Kanunda eksik olan fazlalığıdır! Bu kanun, dahilinde kurulan tarımsal STK'lara bol gelmektedir. İçini dolduramamaktadırlar. Çünkü öncelikle vizyon eksikliği vardır. Bu STK'lar çiftçi ve üretici endeksli değildir. Merkeziyetçi yaklaşım hakimdir. Oysa tarımsal alan merkeziyetçi anlayışın başarılı olacağı bir alan değildir. Bu kanunla tamamen bağımsız bir güç haline gelen bu STK'lar, asıl sorumluluğunu üstelendiği tohumculuk sektöründe göstermesi gereken atılımı 11 yılda gösterememiş, tartışmalı bir hal almıştır.

Dünyadaki örneklerinde görülen ise, mevzuatla önü açılan sektörün, özel tarımsal kuruluşlar ve STK'lar öncülüğünde almış yürümüş ve alanında söz sahibi olmuş olmasıdır. Biz de ise bu manada bir gelişme sağlanamadığı gibi patinaja düşülmüş, devlete de ikilem yaşatılmıştır.

Ayrıca bu durum yetkilileri de tembelliğe sevk etmektedir. Yetkililer tarımsal alanda yeni bir arayış veya çıkış yolu bulmak yerine sorumluluklarının önemli bir kısmını bu birliklere yükleyerek kısır döngünün devamını sağlamakta adeta bu alanın aktörleriyle kendi aralarında top çevirmektedirler. Öyleyse kanundaki STK'lara tanınan bu bolluk giderilmeli daha makul hale getirilmelidir.

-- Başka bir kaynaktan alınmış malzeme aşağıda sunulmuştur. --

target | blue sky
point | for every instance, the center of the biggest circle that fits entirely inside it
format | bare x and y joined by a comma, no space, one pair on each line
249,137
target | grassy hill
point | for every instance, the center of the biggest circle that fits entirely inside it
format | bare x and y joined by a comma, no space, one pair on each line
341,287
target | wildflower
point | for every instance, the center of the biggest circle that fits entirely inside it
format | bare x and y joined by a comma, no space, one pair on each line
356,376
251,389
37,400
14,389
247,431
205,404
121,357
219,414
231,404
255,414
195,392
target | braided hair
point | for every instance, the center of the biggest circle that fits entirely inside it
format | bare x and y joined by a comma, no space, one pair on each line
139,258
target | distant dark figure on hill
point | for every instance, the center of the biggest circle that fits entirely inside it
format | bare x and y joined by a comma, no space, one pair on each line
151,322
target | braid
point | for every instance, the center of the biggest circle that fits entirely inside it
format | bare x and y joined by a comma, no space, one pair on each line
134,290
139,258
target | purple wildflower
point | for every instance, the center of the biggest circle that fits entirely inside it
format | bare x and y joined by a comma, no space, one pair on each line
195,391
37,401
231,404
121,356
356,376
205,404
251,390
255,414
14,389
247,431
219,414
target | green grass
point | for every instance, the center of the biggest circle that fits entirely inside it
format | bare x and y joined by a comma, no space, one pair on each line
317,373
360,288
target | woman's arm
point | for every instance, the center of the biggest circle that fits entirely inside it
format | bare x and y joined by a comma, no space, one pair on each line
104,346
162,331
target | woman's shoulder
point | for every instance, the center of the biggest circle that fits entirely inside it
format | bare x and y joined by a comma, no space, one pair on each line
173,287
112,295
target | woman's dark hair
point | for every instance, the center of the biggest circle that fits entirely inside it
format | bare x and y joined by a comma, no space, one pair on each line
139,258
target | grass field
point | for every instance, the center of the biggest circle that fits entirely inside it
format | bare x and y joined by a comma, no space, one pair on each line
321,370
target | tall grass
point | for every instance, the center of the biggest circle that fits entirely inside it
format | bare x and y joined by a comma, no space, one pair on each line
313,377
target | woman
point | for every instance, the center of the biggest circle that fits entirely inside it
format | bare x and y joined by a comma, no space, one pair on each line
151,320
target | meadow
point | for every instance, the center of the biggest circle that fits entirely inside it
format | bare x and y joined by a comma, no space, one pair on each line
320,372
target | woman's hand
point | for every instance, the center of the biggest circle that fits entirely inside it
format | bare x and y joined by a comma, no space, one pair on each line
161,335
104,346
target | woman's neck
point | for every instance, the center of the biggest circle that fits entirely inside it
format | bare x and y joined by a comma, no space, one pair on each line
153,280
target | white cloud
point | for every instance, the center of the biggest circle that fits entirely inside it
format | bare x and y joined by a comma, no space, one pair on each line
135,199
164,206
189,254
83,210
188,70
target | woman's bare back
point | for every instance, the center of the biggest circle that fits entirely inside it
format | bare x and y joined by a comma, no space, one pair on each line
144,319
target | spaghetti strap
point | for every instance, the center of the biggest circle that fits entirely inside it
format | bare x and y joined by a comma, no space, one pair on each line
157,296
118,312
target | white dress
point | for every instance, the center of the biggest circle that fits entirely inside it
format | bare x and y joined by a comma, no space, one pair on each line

Örnekleri tarımın diğer alanlarına yayarak çoğaltmak mümkündür.

Bu durumda yapmamız gereken nedir? Örneklerde görüldüğü gibi, uygulamadaki beklenmedik etkilerle, akış yatağı değişen/değiştirilen mevzuatı ve işleyişini, işin akışına bırakarak "mevzuat böyle" diye kolaycılığa mı kaçacağız? Yoksa mevzuatı karşımıza alıp "bak mevzuat bu böyle olmuyor! Seni yazarken bu günleri düşünmemiştim, seni yeniden yazmalıyım" diyerek yorulmayı mı tercih edeceğiz?

Bilinen o ki, mevzuat hazırlamak ve uygulamak büyük sorumluluk istiyor. Bu sorumluluğu hakkıyla yerine getirebilmek için her yönüyle göz önüne almamız gereken şu kriterler bize yardımcı olabilir;

1. Mevzuat insan içindir. "Kolaylaştırınız zorlaştırmayınız" prensibi ana başlığımız olmak zorunda.

2. Mevzuata göre iyi, mevzuata göre kötü olmaz. İyi vardır, kötü de vardır. Mevzuat, iyinin de kötünün de doğal haliyle ortaya çıkmasını sağlamak için olmalıdır. İyinin lehine kötünün aleyhine verilecek olan kararı belirlemelidir.

3. Mevzuatın hazırlanmasında sahadaki uygulamalar ve bu uygulamaları gerçekleştiren uygulayıcıların görüşleri önemlidir.

4. Uygulayamayacağımız veya herhangi bir çekinceden dolayı yaptırımını gerçekleştiremeyeceğimiz maddeleri mevzuata koymamız anlamsızdır.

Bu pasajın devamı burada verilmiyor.